Ces quelques questions par lesquelles l’homme sacré essayait d’entrer dans la misère de celui qui était tombé là l’écartaient comme des injures. Leurs figures se considéraient maintenant, à l’affût l’une de l’autre, et je voyais s’agrandir le malentendu où chacun d’eux s’enfonçait.
Le mourant s’était clos, devenu dur et incrédule, devant cet étranger à face vulgaire, dans la bouche duquel les mots de Dieu et de vérité prenaient une allure de comique énorme, et qui voulait qu’on lui ouvrît son cœur.
Il fit pourtant un effort:
– Si j’ai péché en esprit, pour parler comme vous, fit-il, cela prouve que je n’ai pas péché, et pourquoi me repentirais-je de ce qui fut purement et simplement de la souffrance?
– Oh! pas de théories.

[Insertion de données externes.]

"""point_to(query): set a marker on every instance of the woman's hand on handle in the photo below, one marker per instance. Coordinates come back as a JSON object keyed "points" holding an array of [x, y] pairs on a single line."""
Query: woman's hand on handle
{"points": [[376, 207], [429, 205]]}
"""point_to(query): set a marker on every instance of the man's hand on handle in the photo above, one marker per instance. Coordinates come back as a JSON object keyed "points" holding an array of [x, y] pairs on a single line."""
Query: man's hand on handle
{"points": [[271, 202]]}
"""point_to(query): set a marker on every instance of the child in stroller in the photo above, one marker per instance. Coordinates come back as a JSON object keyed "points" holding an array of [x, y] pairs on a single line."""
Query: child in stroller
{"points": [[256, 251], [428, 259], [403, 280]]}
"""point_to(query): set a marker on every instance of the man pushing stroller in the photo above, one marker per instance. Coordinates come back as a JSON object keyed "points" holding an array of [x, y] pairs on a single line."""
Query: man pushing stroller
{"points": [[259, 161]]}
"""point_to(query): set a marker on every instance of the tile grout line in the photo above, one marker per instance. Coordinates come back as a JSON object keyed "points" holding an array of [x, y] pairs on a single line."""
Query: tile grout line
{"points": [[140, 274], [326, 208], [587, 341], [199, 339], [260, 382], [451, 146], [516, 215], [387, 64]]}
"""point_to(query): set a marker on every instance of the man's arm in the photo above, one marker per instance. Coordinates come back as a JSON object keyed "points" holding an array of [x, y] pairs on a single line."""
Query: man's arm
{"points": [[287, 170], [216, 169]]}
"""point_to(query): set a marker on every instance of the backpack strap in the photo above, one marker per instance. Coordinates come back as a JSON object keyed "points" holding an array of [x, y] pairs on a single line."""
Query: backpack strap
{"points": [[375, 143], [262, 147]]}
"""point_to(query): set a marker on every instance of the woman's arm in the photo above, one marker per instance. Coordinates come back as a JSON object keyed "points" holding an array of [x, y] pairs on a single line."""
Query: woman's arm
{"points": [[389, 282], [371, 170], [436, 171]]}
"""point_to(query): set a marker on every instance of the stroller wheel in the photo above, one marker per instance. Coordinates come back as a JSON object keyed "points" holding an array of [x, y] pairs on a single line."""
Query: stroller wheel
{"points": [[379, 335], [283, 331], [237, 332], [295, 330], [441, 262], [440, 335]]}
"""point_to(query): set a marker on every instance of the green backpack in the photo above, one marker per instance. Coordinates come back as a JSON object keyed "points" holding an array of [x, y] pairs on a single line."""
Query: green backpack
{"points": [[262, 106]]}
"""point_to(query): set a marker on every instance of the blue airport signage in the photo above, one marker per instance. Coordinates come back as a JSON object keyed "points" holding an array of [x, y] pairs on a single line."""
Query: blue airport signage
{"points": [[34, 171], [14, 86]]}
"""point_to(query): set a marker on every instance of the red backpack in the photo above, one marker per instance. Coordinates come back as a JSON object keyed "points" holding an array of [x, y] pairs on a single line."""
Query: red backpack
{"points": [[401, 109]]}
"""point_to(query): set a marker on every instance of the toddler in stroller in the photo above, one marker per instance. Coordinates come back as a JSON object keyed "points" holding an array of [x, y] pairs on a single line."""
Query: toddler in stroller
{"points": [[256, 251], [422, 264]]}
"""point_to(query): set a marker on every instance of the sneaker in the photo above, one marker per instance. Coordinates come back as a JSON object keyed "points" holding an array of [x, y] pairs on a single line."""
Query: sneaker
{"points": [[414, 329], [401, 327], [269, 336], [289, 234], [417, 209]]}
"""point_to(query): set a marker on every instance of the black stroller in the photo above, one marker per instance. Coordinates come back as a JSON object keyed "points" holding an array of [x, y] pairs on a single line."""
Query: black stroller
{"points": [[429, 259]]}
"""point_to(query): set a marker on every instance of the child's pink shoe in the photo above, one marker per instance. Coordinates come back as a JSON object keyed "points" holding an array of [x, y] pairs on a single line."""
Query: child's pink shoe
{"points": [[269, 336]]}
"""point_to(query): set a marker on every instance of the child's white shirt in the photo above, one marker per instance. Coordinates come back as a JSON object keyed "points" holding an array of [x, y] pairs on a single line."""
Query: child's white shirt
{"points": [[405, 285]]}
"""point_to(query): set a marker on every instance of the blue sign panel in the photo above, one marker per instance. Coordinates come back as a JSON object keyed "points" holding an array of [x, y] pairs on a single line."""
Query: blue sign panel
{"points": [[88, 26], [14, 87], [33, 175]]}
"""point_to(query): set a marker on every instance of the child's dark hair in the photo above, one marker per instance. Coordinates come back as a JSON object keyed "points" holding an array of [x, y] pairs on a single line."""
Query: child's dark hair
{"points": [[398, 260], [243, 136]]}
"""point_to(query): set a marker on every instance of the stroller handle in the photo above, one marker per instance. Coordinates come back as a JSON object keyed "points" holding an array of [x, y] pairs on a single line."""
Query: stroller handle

Nous ne sommes pas ici pour cela. Je vous dis, moi, entendez-vous, moi, que la faute commise en esprit est commise en intention, et que c’est par conséquent une faute effective dont il y a lieu de se confesser et de se racheter. Racontez-moi dans quelles conditions le désir vous incita à la pensée coupable; et dites-moi combien de fois cela s’est produit. Donnez-moi des détails.
– Mais j’ai résisté, gémit le malheureux, c’est tout ce que j’ai à dire.
– Ce n’est pas suffisant. La souillure – vous êtes persuadé maintenant, je présume, de la justesse de ce terme – la souillure doit être lavée par la vérité.
– Soit, dit le mourant, vaincu. J’avoue que j’ai commis ce péché, et je m’en repens.
– Ce n’est pas là une confession et cela ne fait pas mon affaire, rétorqua le prêtre. Dans quelles circonstances, exactement, vous êtes-vous laissé aller, en ce qui concerne cette personne, aux suggestions de l’esprit du mal?